I am Isabel- daughter to a blacksmith, wife to a hero, mother to a king. I have been known by many names throughout my long life but Isabel is the name that my father bestowed upon me and the one with which I shall be buried. This is my story.
It is not, though it may at first appear to be, a confession - there is little I have done that I regret doing and there is little that I have to be ashamed of. Rather, it is nothing more than the story of my life and the motives and ambitions that have driven me to what I have accomplished. It is a plain story and a simple one. My life has been too fruitful and interesting to warrant any embellishments on my part.
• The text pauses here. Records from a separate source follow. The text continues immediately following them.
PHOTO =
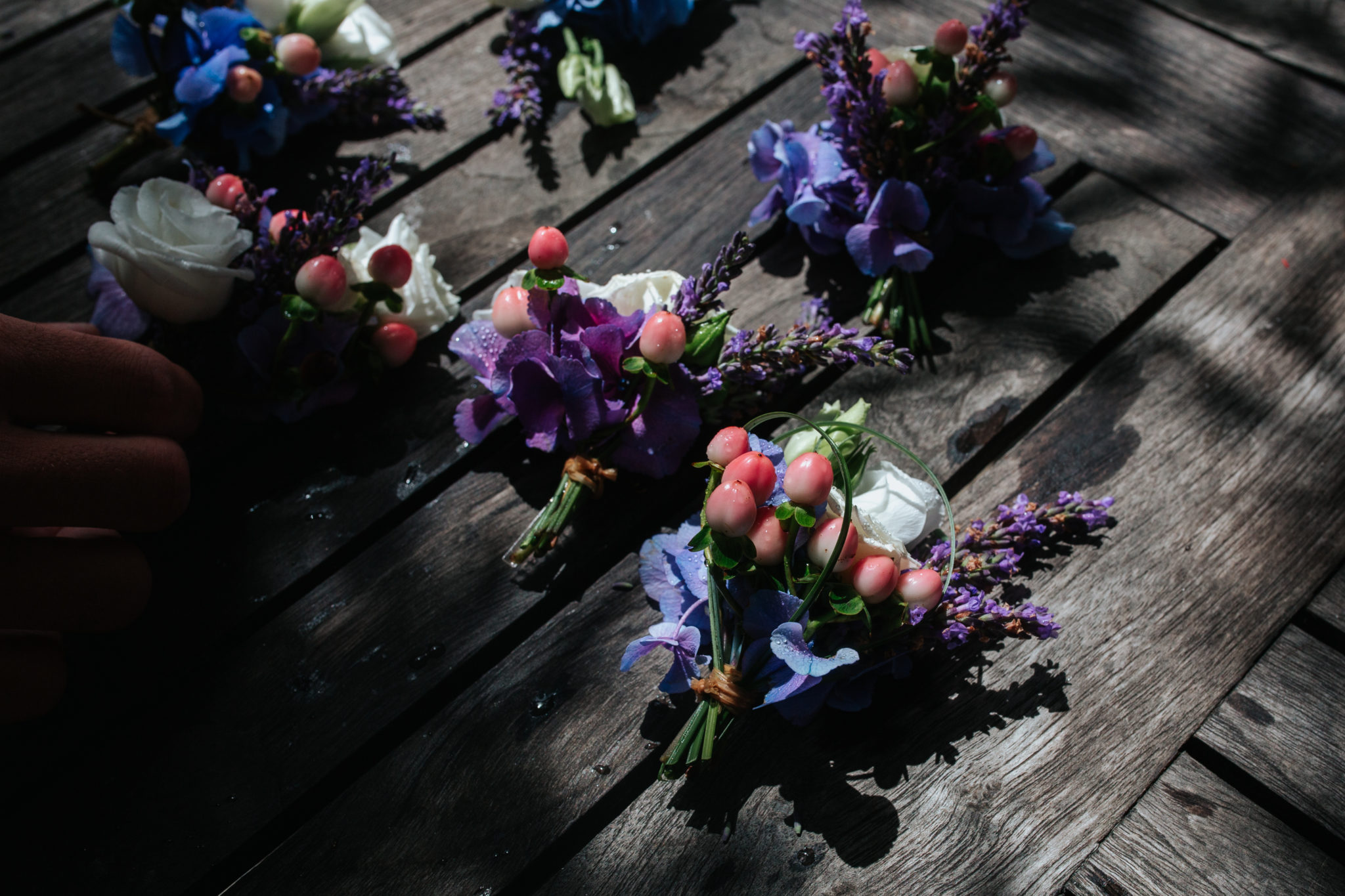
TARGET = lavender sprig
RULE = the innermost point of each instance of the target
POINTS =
(699, 296)
(370, 97)
(526, 60)
(763, 359)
I have no desire to glorify my achievements or to make myself out as more than I really am nor do I wish to create the illusion that I possess secret powers not given to any mere mortal.
I am human, I have my faults. I have made my mistakes - though I have refused to dwell on them. I can bleed, I can feel pain, and, when my time comes, I will die just like the mortal that I am. However, unlike those who try to idolise me or proclaim me a goddess, my one true power is that in all things, at all times, I have remained true to myself and have refused to accept the destiny that others would have me accept. I have never failed to seek a better life, a more comfortable existence and a greater happiness not just for my own sake but for all those that I could reach. Therefore I write this story not because of a wish to boast of my accomplishments, nor out of a desire to immortalise myself. Rather I merely wish to show how I have achieved what I have achieved so that others may seek their own paths, search out their own true destinies and remain true to themselves in all things. For along this path lies true power.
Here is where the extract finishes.